When the articulation of different elements to each other was unusual or the proposal’s feasibility was uncertain, many panel reviewers used the notion of risk, specified in the reviewer guidelines ( ERC 2019; see also Luukkonen 2012). These panel reviewers assessed risk by articulating the evaluation of applicants’ potential with an evaluation of the potential of the project. For instance, they examined the proposed ideas and methods and compared them with the research plan and the applicant’s previous achievements. By analyzing risk, these panel reviewers implemented a strategy to minimize potential failures of the research projects. However, following the motto ‘high-risk/high-gain’ ( ERC 2019), these panel reviewers did not always view risky research as something negative that could lead to failures, but as a research aspect that could only be carried out by the best researchers. According to them, a loose articulation between different elements could lead to new results and more important advances in research fields. For instance, if further project stages were based on the results of uncertain experiments, or if a method used an approach from a disparate research field, panel reviewers might view the project as risky but of value.

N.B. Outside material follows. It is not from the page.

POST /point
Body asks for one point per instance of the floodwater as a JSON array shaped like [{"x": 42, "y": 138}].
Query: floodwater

There was no consensus between panel reviewers about how strong or loose the articulation between different elements should be; preferences were largely individual. Some panel reviewers preferred well-articulated and safe projects with a proposed plan B in case of failure, while others supported more risky proposals with a more original combination of different elements. In the case of the former, when reviewers emphasized the need for a strong articulation between different elements of the project as well as between the project and applicant’s profile, articulation devices could come to be in tension with the contribution devices introduced in the next section.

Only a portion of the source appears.